Elimination of Schistosomiasis as a Public Health Problem. Experiences on reaching the goal and what to do next from endemic countries.
COR NTD and the Global Schistosomiasis Alliance (GSA) are pleased to announce a pre-meeting session:
"Elimination of Schistosomiasis as a Public Health Problem – Experiences on reaching the goal and what to do next from endemic countries."
- Date: October 7, 2020
- Time: 07:00 EDT (Atlanta)/ 11:00 GMT / 12:00 BST (UK) / 13:00 CAT (Malawi) / 14:00 EAT (Ethiopia and Tanzania)
Session Aim:
In 2013 the WHO published thresholds for achieving control of morbidity as less than 5% prevalence of heavy intensity and less than 1% prevalence of heavy intensity for achieving elimination as a public health problem (EPHP) for schistosomiasis. This latter threshold has been maintained within the WHO’s 2030 Roadmap but with the caveat that, a critical action is to ‘Define (an) indicator for measuring morbidity towards elimination as a public health problem’. Published evidence (Deol et al 2019, Weigand et al (to be submitted) and SCORE) observes that where NTD programmes are reaching this EPHP threshold there could still be significant morbidity within communities. In addition, the correlation between intensity (which goals are based on) and prevalence (which preventive chemotherapy (PC) decisions are based on) is not clear, especially after multiple rounds of PC .
The session will provide the opportunity for NTD programmes in Ethiopia, Malawi and Tanzania to share evidence on achieving EPHP for schistosomiasis and what their current intervention decisions are when the target has been achieved.
WHO 2019 fact sheets indicate population requiring MDA in Ethiopia, Malawi and Tanzania is 13,517,476; 9,677,847; 14,736,305, respectively, however it is unclear what proportion of this population have no acute or reversible schistosomiasis related morbidity. Are the current intervention decisions in these three endemic countries to maintain ‘business as usual’ annual/biennial/triennial PC based on prevalence; or are these countries adapting PC and other interventions having reached the EPHP threshold?

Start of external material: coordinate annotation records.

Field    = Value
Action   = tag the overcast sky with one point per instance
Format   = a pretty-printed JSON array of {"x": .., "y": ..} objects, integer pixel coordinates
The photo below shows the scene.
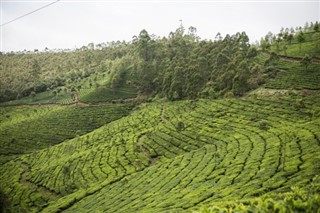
[{"x": 72, "y": 24}]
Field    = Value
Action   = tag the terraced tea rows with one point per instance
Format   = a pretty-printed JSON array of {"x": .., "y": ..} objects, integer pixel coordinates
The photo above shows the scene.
[
  {"x": 240, "y": 160},
  {"x": 24, "y": 129},
  {"x": 173, "y": 157}
]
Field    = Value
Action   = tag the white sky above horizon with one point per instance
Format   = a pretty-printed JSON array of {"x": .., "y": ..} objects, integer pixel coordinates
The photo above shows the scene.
[{"x": 72, "y": 24}]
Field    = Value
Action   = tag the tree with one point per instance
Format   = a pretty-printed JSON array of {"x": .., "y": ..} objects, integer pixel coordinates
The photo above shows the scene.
[
  {"x": 316, "y": 27},
  {"x": 290, "y": 38},
  {"x": 301, "y": 39}
]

The session will then aim to generate, from a programme perspective, what the main facilitators and barriers are to make these post-EPHP-target intervention decisions. The session will then formulate the key operational research questions on what interventions are required to maintain these achievements, what more is required to reduce morbidity further and what is required should countries choose to proceed to interruption of transmission? It also will enable development of OR questions from programmatic perspective hence feed an M&E framework.
Agenda:
Part 1 Talks (60 mins):
- Welcome and overview (Upendo Mwingira, Fiona Fleming, Chelsea Toledo – 5 min)

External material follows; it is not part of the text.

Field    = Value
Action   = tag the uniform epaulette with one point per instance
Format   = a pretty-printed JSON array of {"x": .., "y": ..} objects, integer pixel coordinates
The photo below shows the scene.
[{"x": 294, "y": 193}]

- Pauline Mwinzi: : SCH 2030 Roadmap indicators and regional progress, (WHO/ESPEN) (10 min)
- Lazarus Juziwelo: Reaching, maintaining and going beyond the EPHP goal for Schistosomiasis in Malawi (10 min)
- Fikre Seife: Reaching, maintaining and going beyond the EPHP goal for Schistosomiasis in Ethiopia (10 min)

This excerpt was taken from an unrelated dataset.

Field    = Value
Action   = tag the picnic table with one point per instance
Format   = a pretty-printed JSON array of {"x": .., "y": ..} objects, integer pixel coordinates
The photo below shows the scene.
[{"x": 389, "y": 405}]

- Dennis Kailembo: Reaching, maintaining and going beyond the EPHP goal for Schistosomiasis in Tanzania (10 min)
- Charlie King: Challenges of using intensity of infection as a measurement of EPHP (10min)
Part 2 Parallel break-out discussions (40 mins):
- Group A - What is EPHP and what do you do once you have achieved the target (as it is currently defined)? What are the OR questions that need to be addressed?
- Group B - What intervention strategies are required for communities where EPHP (as it is currently defined) has not been achieved e.g. where prevalence may be low but there are still high infection intensities? What are the OR questions that need to be addressed?
Part 3 Final Plenary (20 mins):
Return from break-out groups into main group and report by chairs and rapporteurs of discussion results and key operational research questions identified.